來自不同領域的PIPPI科學家正在開發(fā)方法，工具和數(shù)據庫，以指導合理配制強大的蛋白質療法。他們的總體目標是開發(fā)一個數(shù)據庫來指導產品配方的開發(fā)。動態(tài)光散射(DLS)是用于高通量聚集篩選的主要生物物理技術，PIPPI廣泛使用。

在接受News-Medical和Life Sciences的采訪時，Lorenzo Gentiluomo詳述了用于評估穩(wěn)定性的各種DLS方法，包括一些新穎的應用。他還解釋了DLS等高吞吐量技術的發(fā)展如何極大地增加了查找數(shù)據模式的機會以及機器學習在此過程中的作用。

你能解釋光散射在PIPPI研究中的作用嗎?

PIPPI聯(lián)盟正在編制一個包含18種代表性蛋白質的數(shù)據庫，以表征成功配方開發(fā)的關鍵屬性。它將包括24種配方的基本特征，作為鹽濃度和pH的函數(shù)。此外，一些配方將進行更深入的分子表征，其中蛋白質的結構特性與溶液行為有關。

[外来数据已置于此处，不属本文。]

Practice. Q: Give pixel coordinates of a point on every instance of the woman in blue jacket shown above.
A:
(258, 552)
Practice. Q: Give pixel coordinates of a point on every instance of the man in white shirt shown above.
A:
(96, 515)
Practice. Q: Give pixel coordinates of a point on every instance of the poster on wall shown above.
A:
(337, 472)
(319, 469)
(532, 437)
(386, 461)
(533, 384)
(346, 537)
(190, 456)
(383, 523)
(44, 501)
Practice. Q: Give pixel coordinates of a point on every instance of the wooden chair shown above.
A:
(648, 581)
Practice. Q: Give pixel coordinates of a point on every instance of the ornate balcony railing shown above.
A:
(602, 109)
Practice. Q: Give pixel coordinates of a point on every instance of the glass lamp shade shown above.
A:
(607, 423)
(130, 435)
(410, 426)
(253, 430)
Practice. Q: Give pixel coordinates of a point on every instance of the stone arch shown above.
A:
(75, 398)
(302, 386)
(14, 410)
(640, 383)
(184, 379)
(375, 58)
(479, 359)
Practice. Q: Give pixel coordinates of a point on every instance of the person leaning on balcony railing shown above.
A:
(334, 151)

這項工作的一個重要部分是使用動態(tài)光散射(DLS)和靜態(tài)光散射(SLS)研究蛋白質 - 蛋白質相互作用。我們使用Wyatt的DynaPro Plate Reader測量蛋白質相互作用，該讀數(shù)器具有溫度控制的微孔板。

DynaPro Plate Reader可以對蛋白質的大小，分子量和相互作用進行DLS和SLS測量，從而很好地理解蛋白質制劑的物理穩(wěn)定性?？梢源_定尺寸，分子量，多分散性，粘度和相互作用參數(shù)，然后確定配方條件和溫度。

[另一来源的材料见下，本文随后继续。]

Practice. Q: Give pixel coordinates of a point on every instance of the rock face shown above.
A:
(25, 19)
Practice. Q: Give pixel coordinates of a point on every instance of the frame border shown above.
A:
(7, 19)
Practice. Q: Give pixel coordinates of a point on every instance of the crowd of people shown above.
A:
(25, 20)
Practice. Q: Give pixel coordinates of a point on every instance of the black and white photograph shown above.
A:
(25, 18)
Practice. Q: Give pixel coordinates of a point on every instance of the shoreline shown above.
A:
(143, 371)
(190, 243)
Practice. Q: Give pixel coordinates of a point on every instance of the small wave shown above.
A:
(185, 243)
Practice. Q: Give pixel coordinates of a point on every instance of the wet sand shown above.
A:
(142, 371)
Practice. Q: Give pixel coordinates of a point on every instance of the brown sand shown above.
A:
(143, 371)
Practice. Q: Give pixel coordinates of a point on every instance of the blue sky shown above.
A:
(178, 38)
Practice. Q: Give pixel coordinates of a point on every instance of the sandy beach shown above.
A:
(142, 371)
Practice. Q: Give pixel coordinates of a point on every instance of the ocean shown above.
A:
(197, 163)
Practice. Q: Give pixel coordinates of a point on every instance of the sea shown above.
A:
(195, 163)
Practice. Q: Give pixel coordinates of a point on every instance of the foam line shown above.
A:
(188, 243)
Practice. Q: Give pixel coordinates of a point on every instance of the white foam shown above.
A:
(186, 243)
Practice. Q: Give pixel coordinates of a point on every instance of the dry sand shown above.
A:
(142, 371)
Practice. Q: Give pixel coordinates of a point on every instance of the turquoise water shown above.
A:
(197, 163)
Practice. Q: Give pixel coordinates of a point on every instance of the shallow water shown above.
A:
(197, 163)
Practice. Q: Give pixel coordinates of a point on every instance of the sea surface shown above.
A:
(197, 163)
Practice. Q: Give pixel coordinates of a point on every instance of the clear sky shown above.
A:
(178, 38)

我們通過遵循平移擴散系數(shù)kD的濃度依賴性，使用DLS測量蛋白質 - 蛋白質相互作用。通過同時測量SLS，我們還可以確定成對分子間相互作用的強度，即第二維里系數(shù)A2或B22。這提供了一種對膠體穩(wěn)定性配方進行分級的好方法。

有兩種理論用于描述成對蛋白質 - 蛋白質分子間相互作用。我更喜歡使用接近能量框架，即反映距離依賴性的勢能差異。增加離子強度可以屏蔽電荷 - 電荷相互作用，并且應該提供更快的聚集，因為分子更容易相互作用。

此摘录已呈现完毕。